Note that the SMB contribution to the frontal retreat is insignificant, even if the lower SMB gradient Gl is doubled and the SMB curve is lowered by 50 %. Taken together this gives a SMB at the terminus of −6 compared to −1.1 during the LIA (cf. Fig. 2). In our model of Jakobshavn Isbræ, variations in air temperatures contribute mainly through runoff and the filling of crevasses with water, rather than directly through surface ablation. For the specific geometry of Jakobshavn Isbræ, the influx of ice at the lateral boundaries is a factor of 100 larger than the local SMB and could be important for the sensitivity of the glacier to changes in climate forcing. However, the lateral influx is an order of magnitude smaller than the flux through the main trough and a sensitivity study shows that the lateral flux has a minor impact on the retreat pattern (not shown here). If all other parameters are kept fixed, the lateral influx has to decrease by nearly 70 % from its LIA value in order to simulate the observed retreat.

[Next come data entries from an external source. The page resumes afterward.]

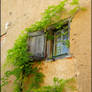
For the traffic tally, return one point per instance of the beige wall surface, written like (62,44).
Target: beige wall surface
(22,13)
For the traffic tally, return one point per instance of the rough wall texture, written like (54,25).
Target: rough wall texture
(22,13)
(81,47)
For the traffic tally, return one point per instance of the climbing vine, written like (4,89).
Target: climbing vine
(19,56)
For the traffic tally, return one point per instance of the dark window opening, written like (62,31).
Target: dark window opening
(50,46)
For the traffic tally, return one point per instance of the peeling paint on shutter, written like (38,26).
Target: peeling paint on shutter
(37,44)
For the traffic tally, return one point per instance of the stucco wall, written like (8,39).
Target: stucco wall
(81,47)
(22,13)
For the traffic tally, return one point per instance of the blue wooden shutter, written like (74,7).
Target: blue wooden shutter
(37,44)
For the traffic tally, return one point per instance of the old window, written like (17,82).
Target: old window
(50,46)
(37,44)
(59,44)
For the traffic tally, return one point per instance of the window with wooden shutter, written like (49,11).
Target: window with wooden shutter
(37,44)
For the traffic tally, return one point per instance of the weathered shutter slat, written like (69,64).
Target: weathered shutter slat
(37,44)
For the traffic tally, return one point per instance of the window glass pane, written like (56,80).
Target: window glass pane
(60,43)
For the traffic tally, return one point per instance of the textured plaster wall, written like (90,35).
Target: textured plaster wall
(22,13)
(81,47)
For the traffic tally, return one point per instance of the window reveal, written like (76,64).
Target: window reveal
(60,38)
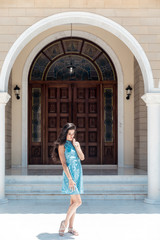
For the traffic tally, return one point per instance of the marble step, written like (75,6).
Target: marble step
(96,187)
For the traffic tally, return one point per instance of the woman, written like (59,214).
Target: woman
(70,154)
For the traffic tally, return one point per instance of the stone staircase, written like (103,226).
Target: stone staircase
(95,187)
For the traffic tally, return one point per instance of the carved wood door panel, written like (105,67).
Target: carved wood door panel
(91,107)
(87,119)
(58,113)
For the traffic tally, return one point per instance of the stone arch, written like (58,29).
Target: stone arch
(119,72)
(83,18)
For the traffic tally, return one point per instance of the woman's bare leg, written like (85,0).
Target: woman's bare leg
(71,220)
(76,202)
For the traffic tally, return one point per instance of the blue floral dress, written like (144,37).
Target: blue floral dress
(74,165)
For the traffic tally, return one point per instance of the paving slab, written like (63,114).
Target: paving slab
(95,220)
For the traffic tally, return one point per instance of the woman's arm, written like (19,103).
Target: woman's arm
(78,149)
(61,150)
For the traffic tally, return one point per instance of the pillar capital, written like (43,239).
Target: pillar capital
(151,98)
(4,97)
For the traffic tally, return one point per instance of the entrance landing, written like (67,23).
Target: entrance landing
(87,170)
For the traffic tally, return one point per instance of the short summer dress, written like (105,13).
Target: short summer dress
(74,165)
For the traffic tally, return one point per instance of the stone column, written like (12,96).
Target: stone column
(152,101)
(4,98)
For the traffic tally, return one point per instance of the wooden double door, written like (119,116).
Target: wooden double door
(91,107)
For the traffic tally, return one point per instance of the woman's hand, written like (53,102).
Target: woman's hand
(72,184)
(75,143)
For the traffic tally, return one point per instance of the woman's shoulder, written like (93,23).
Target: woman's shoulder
(61,147)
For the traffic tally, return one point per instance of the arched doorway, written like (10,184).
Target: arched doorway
(87,96)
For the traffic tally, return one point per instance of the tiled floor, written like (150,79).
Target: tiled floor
(95,219)
(86,171)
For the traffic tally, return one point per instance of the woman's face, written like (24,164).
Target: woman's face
(70,134)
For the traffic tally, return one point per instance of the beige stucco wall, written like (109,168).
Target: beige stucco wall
(126,59)
(140,17)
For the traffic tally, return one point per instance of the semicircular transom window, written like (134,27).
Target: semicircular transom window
(88,60)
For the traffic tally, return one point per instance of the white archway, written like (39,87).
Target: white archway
(119,72)
(82,18)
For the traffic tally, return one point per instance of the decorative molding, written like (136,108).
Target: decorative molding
(75,17)
(151,98)
(4,97)
(119,72)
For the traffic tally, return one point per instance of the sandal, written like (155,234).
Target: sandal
(72,231)
(62,228)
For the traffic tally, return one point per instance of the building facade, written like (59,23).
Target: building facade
(109,47)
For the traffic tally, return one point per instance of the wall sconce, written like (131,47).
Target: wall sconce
(128,92)
(17,92)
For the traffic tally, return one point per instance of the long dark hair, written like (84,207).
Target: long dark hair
(61,139)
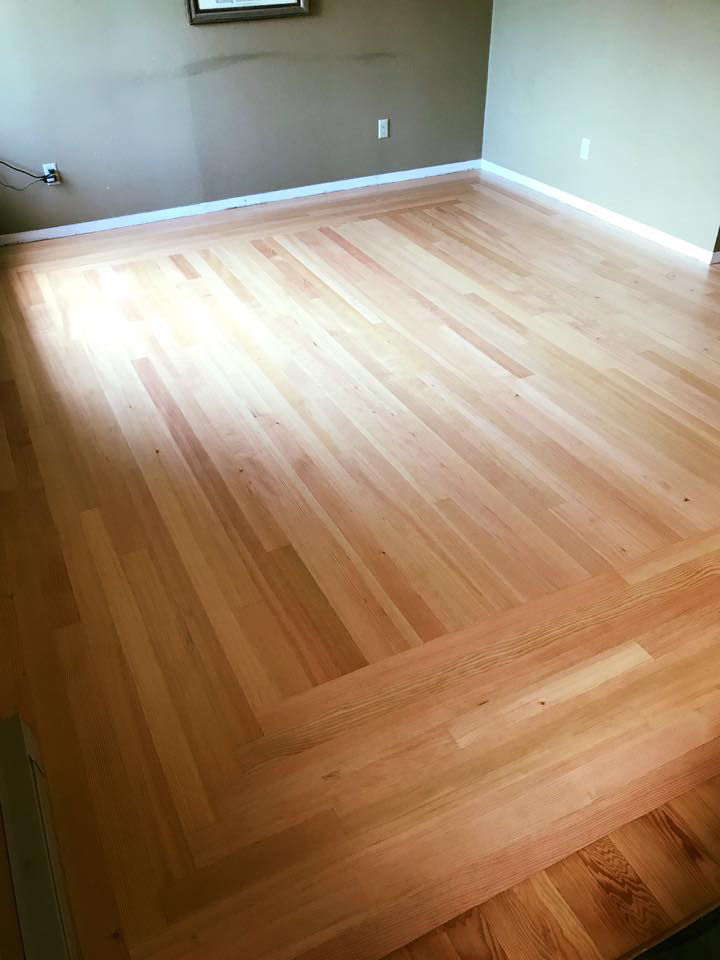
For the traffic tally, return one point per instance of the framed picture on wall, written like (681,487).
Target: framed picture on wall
(219,11)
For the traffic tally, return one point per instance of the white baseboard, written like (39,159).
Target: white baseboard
(214,206)
(609,216)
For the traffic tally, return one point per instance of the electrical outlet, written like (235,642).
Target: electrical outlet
(50,170)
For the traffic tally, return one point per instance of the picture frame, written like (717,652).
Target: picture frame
(224,11)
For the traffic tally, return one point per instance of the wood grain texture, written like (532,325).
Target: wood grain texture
(360,558)
(597,903)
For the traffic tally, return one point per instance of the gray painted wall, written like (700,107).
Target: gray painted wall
(141,111)
(640,78)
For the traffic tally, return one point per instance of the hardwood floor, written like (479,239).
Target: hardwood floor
(360,558)
(611,900)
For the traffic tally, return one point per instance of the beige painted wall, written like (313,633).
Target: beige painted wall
(640,78)
(141,111)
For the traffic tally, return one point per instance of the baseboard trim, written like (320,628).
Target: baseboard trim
(602,213)
(215,206)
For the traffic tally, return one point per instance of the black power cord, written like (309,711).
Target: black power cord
(34,178)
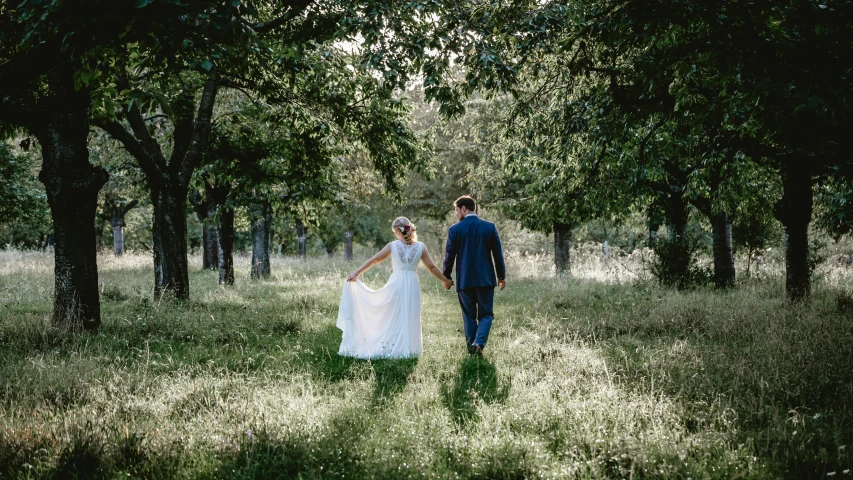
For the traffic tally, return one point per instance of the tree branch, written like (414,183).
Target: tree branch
(183,109)
(201,129)
(116,130)
(296,8)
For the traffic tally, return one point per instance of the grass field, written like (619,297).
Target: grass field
(581,379)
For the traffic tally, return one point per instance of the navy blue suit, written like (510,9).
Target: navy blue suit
(475,246)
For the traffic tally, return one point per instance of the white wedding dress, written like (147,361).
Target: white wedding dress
(384,323)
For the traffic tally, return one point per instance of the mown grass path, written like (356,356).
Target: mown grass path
(580,380)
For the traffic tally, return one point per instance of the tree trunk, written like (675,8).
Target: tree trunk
(210,247)
(724,262)
(794,210)
(117,222)
(348,237)
(204,210)
(169,230)
(118,240)
(226,247)
(654,224)
(99,237)
(562,246)
(261,237)
(72,186)
(301,233)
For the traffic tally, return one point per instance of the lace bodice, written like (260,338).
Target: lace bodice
(406,257)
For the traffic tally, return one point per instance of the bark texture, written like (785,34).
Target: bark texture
(169,229)
(348,238)
(724,261)
(302,239)
(261,237)
(72,186)
(226,247)
(205,211)
(169,178)
(562,247)
(117,222)
(794,210)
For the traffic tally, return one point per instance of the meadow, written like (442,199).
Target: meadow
(602,375)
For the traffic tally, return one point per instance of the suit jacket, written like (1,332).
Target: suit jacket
(476,248)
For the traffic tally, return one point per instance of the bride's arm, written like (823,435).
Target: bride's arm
(434,270)
(381,255)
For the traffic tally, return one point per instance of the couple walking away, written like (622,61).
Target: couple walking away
(386,323)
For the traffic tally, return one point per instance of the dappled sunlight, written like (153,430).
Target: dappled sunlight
(581,378)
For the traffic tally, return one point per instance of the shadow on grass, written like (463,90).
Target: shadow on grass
(391,378)
(770,380)
(476,384)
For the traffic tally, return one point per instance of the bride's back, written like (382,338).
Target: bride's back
(405,257)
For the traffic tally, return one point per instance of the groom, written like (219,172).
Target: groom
(475,246)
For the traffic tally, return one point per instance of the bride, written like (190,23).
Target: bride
(386,323)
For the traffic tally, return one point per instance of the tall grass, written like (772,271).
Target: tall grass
(595,376)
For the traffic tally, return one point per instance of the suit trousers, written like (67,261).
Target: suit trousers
(477,313)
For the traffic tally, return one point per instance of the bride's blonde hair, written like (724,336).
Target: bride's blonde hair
(406,228)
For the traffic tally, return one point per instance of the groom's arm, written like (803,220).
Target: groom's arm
(498,257)
(449,254)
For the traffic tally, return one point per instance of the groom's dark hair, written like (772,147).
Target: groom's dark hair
(467,202)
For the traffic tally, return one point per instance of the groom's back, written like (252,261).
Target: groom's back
(476,245)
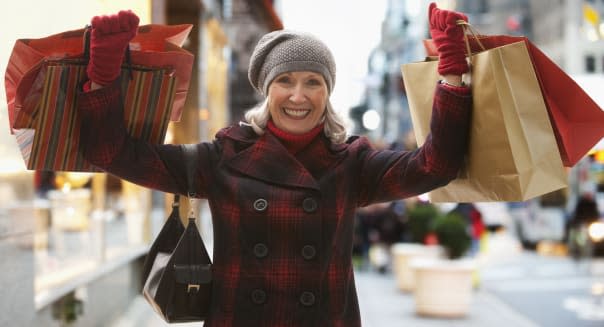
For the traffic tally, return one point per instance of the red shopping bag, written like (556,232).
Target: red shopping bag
(53,142)
(44,76)
(157,46)
(577,120)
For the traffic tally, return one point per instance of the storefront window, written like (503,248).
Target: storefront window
(85,222)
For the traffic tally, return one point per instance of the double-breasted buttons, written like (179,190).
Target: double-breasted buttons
(258,296)
(260,204)
(307,298)
(309,252)
(260,250)
(310,205)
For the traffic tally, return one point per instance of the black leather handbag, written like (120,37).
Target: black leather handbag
(178,271)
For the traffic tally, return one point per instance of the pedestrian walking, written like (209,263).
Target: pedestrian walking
(283,185)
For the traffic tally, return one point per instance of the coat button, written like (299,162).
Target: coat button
(308,252)
(258,296)
(309,205)
(260,250)
(260,205)
(307,299)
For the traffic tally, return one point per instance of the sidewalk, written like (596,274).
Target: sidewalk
(382,305)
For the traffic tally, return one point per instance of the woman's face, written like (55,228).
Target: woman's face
(297,100)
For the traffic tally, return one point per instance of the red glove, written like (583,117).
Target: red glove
(449,40)
(109,38)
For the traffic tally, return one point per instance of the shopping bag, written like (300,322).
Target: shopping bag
(54,142)
(44,75)
(154,46)
(513,155)
(577,119)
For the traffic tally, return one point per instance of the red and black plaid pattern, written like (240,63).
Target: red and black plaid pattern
(283,224)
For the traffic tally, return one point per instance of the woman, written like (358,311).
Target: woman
(284,185)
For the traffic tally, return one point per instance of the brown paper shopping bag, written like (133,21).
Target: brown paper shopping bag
(577,119)
(513,155)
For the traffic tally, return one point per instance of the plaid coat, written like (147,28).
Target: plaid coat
(283,225)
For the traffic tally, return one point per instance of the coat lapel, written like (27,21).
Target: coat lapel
(268,160)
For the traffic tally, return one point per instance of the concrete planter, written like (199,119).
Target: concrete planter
(443,288)
(402,254)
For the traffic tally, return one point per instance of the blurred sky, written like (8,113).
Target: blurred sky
(350,28)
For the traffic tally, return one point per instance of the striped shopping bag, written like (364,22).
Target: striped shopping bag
(53,141)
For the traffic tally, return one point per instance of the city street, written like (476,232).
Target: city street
(550,291)
(525,290)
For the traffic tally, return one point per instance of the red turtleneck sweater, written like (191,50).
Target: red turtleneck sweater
(294,142)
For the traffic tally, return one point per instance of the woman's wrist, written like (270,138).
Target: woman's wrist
(453,80)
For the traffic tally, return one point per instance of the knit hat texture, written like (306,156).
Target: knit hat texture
(286,51)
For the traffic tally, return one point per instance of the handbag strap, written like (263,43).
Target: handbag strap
(190,158)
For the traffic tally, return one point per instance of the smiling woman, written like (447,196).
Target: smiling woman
(297,101)
(279,184)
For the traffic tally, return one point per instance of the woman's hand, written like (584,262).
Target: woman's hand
(109,38)
(449,40)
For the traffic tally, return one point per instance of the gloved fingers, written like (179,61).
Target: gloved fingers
(441,18)
(128,20)
(124,21)
(454,16)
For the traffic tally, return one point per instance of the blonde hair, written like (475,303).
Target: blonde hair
(334,128)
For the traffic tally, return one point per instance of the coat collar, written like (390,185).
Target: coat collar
(266,158)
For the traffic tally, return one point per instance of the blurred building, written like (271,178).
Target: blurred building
(570,32)
(73,244)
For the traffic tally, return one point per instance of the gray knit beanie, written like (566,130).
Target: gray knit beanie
(286,51)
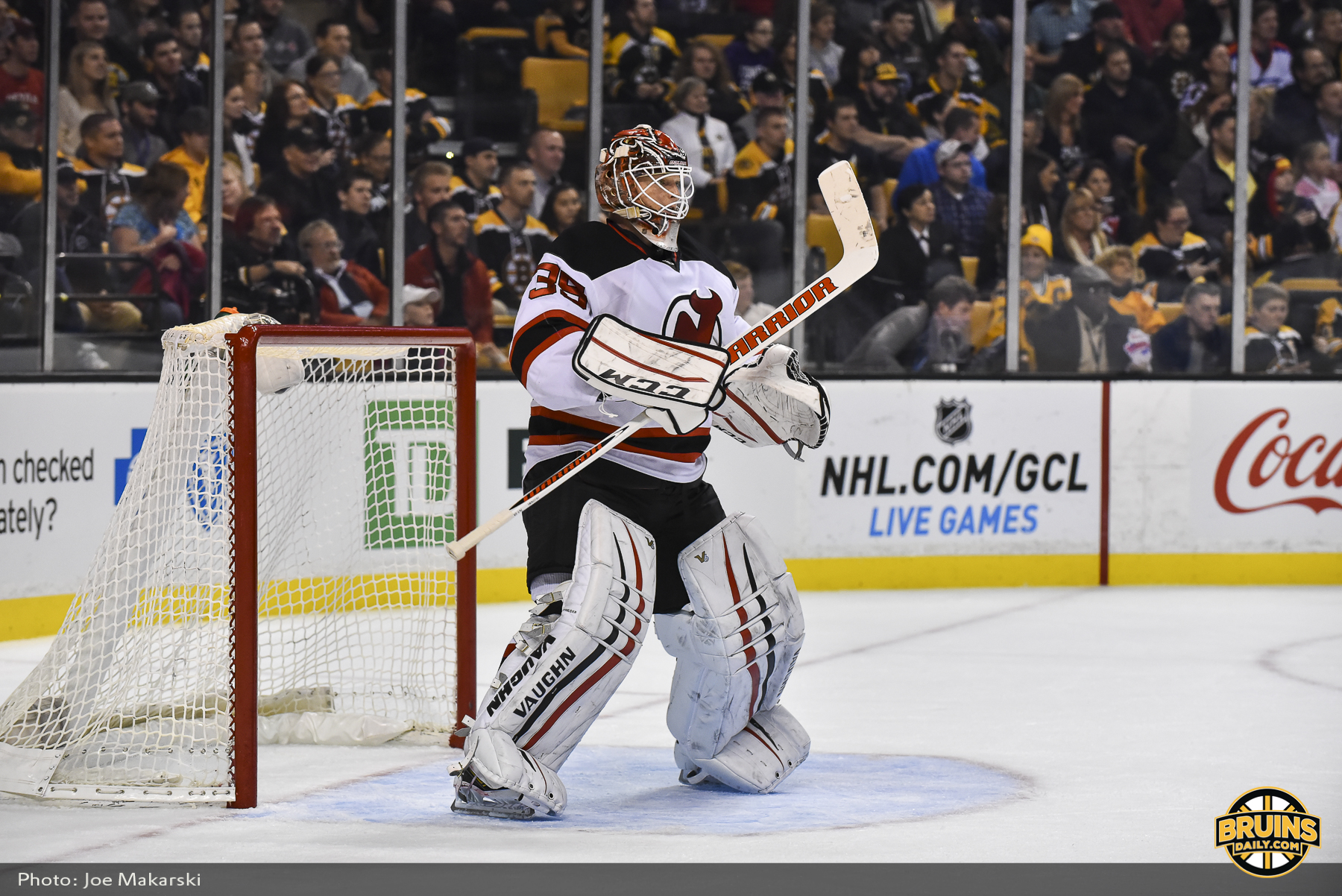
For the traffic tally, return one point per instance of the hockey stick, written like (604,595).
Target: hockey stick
(848,208)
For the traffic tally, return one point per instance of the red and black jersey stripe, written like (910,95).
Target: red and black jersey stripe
(557,428)
(540,334)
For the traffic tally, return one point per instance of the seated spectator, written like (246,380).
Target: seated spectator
(1194,342)
(1121,224)
(423,124)
(256,253)
(1171,253)
(20,80)
(139,124)
(1270,347)
(1176,67)
(348,293)
(238,129)
(748,309)
(1122,112)
(760,186)
(177,90)
(704,60)
(825,54)
(286,40)
(20,160)
(921,167)
(545,154)
(1063,125)
(186,26)
(194,157)
(233,192)
(706,142)
(1270,60)
(960,204)
(1048,27)
(332,40)
(336,110)
(839,144)
(352,226)
(1083,57)
(1120,263)
(288,109)
(752,53)
(303,187)
(639,60)
(248,46)
(883,119)
(1086,334)
(109,180)
(1211,94)
(766,92)
(459,277)
(1082,236)
(474,189)
(84,93)
(1294,105)
(1207,183)
(563,208)
(374,157)
(897,45)
(1311,177)
(510,242)
(89,20)
(568,30)
(157,228)
(917,250)
(1039,176)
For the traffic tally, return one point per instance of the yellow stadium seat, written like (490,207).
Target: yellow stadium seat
(560,85)
(717,40)
(822,231)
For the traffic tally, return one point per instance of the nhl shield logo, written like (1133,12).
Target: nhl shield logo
(953,423)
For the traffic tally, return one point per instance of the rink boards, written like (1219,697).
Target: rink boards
(921,483)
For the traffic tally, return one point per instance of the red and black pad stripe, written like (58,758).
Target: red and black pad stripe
(540,334)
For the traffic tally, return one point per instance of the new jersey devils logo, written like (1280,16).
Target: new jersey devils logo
(694,318)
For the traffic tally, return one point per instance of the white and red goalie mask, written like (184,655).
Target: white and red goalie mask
(644,179)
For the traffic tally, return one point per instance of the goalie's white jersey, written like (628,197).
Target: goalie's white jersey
(595,268)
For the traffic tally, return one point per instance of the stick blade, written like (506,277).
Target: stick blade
(848,209)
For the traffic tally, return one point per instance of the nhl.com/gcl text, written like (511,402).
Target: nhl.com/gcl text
(120,879)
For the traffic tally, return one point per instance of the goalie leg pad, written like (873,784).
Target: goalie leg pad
(580,642)
(738,642)
(757,760)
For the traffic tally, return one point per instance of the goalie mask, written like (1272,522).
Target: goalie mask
(644,179)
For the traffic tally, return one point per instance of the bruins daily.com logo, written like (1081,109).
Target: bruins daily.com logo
(1267,832)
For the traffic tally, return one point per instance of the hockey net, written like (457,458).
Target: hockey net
(274,572)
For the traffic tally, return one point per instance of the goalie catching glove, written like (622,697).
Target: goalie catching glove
(771,401)
(677,381)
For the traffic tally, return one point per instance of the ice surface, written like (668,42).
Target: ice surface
(1026,725)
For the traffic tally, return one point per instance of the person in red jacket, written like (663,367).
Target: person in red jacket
(349,293)
(461,278)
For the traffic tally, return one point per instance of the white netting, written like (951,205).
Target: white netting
(356,499)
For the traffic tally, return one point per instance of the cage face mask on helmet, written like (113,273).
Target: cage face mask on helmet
(644,179)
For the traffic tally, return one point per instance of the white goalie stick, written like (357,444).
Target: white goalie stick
(848,208)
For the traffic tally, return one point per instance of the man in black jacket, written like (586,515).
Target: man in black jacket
(1086,334)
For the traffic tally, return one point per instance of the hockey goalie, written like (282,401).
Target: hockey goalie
(627,317)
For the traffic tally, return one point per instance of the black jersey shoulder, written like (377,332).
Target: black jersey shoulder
(693,250)
(596,248)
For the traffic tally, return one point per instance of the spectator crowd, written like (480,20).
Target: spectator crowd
(1127,201)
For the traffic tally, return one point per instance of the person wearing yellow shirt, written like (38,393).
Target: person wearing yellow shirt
(194,156)
(1036,285)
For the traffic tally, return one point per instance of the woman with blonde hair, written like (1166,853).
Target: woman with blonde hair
(1063,121)
(85,93)
(1083,238)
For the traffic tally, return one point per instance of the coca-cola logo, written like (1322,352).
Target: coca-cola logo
(1278,466)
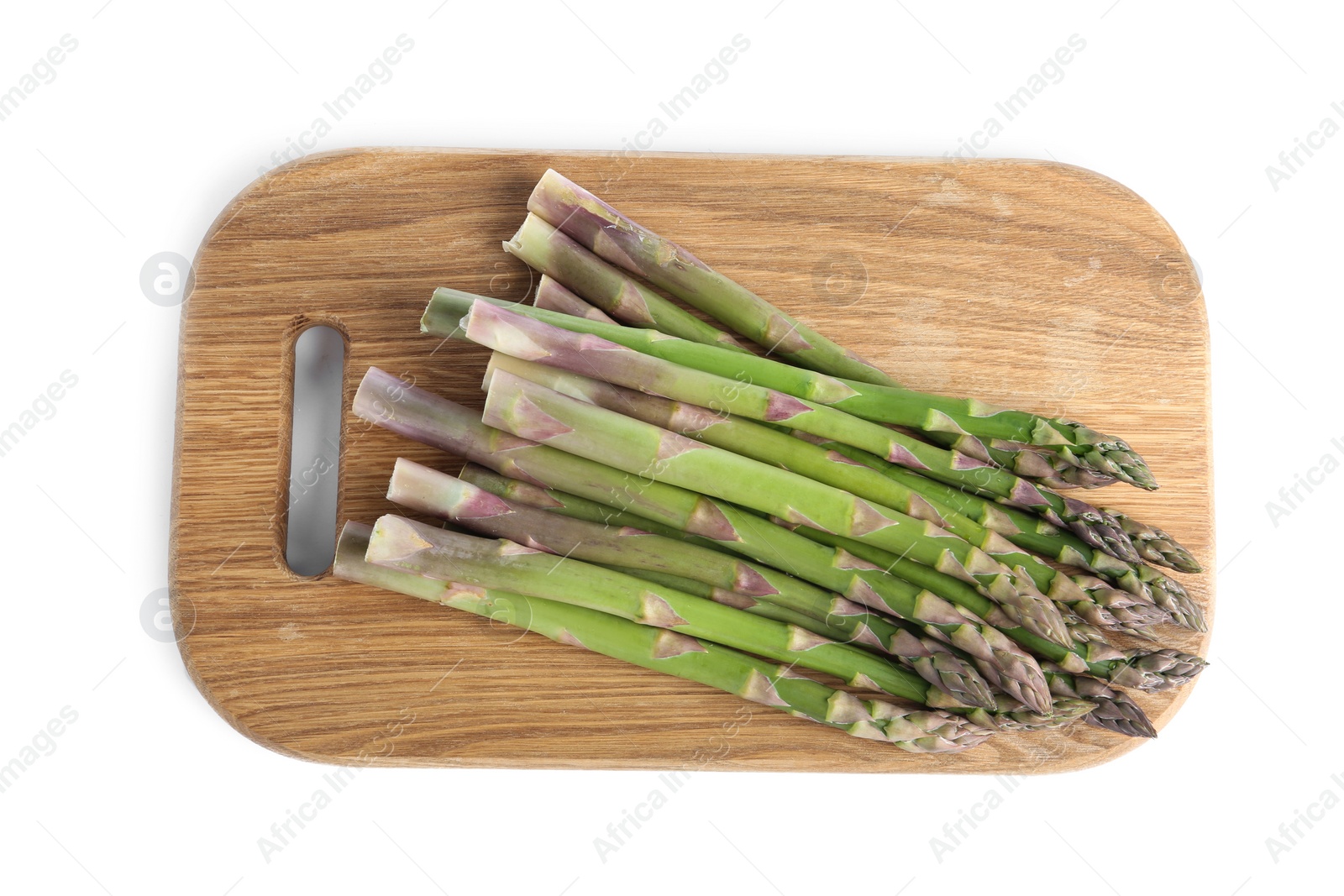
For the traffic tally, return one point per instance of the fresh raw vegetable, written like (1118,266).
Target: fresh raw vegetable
(971,426)
(905,725)
(664,264)
(499,563)
(553,338)
(655,492)
(428,418)
(553,297)
(595,281)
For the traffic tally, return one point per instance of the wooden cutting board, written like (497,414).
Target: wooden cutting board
(1027,284)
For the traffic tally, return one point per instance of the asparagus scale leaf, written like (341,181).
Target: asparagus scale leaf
(906,726)
(616,238)
(385,401)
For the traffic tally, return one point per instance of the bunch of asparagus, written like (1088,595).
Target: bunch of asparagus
(644,485)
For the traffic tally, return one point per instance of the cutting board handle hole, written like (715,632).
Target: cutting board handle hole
(315,449)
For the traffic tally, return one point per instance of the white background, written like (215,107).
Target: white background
(168,109)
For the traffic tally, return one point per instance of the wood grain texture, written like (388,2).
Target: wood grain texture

5.3 Model limitations and comparison to observations
In order to isolate the effect of geometry on glacier retreat, a relatively simple – but physically based – model is forced with a linearly changing external forcing. Notwithstanding a number of assumptions, the model is well suited, as it is computationally inexpensive and allows for a large set of ensemble simulations starting from the LIA in 1850. Studying long time periods is vital in order to capture internal glacier adjustments to changes in external forcing beyond the last few decades. Unfortunately, few observations exist to validate the model for such a long time period, which supports our chosen idealized model setup. The model parameters are calibrated with the few observations that exist, and the modeled retreat of Jakobshavn Isbræ is compared to the observed retreat.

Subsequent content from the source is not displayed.